Follow Us @agnes_bemoe

Tuesday 22 April 2014

SAYA? DEPRESI?

Hadiah dari Yovita Siswati

Heran. Itu yang langsung menyambar kepala saya waktu dokter menyatakan ada kemungkinan saya depresi. Oleh karenanya beliau merujuk saya pada seorang psikiater.
Depresi?
Dari sekian juta penyakit yang ada di dunia, depresi mungkin yang terakhir terpikir oleh saya bisa menjangikit saya. Saya merasa bukan tipe orang yang mudah menyerah. Saya juga tidak terlalu neko-neko dalam menjalani hidup. Stress mungkin. Tapi, depresi?

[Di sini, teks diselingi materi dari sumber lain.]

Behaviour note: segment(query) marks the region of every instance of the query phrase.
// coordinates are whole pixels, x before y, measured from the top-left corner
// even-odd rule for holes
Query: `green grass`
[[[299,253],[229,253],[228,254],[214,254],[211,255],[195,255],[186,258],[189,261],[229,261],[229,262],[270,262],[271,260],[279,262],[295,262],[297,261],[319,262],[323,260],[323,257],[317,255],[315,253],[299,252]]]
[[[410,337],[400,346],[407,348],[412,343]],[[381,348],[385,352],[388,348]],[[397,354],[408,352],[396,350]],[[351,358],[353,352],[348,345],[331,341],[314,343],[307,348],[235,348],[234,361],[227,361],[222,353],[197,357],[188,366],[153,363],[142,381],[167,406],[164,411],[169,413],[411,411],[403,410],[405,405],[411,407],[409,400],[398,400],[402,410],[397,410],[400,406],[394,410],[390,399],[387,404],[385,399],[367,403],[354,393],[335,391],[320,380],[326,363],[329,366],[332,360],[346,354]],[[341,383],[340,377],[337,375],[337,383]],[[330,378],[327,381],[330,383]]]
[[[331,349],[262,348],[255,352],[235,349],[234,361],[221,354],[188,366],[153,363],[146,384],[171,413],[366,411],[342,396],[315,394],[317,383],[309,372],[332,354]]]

Setengah hati, saya menemui dr. Anggreni Ang, SpKJ, psikiater yang dirujuk dokter. Untuk yang belum mengetahui, sejak awal November 2013 saya menderita HNP (Herniated Nucleus Pulposus). Tentang itu saya menceritakannya di tulisan berikut ini: Please, Jangan Tiru Kebodohan Saya

Saya, adik saya, dan dr. Ang

Sekali lagi saya katakan setengah hati saya menemui psikiater. Saya tidak kawatir dianggap gila. Tidak. Saya tahu bedanya depresi dan gila. Hanya saja, saya anggap hal ini berlebihan sekali. Kedua, saya malas membayangkan harus membuka diri di depan orang yang belum saya kenal. Saya orang yang enggan membicarakan diri saya kecuali pada orang yang sudah amat sangat dekat dengan saya.
Dokter Ang yang saya temui ternyata ramah sekali. Padahal, suaranya jauh dari lemah lembut. Cenderung ‘cetar membahana’. Namun, atmosfer yang ditimbulkannya sangat bersahabat. Hal itu menimbulkan rasa nyaman pada diri saya. Kekakuan saya mencair. Ikut pula mencair nafsu untuk menyangkal bahwa saya menderita depresi. 

Hadiah dari Nana Lystiani
Iya, awalnya saya denial. Ketika ditanya apakah saya merasa ingin mati, saya jawab: “Dokter, waktu SMA saya patah hati rasanya juga pingin mati. Tapi kan bukan berarti saya depresi.” Saya juga mengatakan bahwa kurang lebih empat tahun yang lalu saya mengalami permasalahan yang lebih berat namun saat itu saya tidak depresi. Dan masih banyak hal lagi yang saya pertanyakan. Untunglah yang saya hadapi adalah seorang profesional. Pelan-pelan beliau membuka pikiran saya. Tentu saja saya tidak bisa menjabarkan secara rinci di tulisan ini karena pembicaraan itu adalah rahasia dokter dan pasien (sudah saya bocorkan dua yang di atas). 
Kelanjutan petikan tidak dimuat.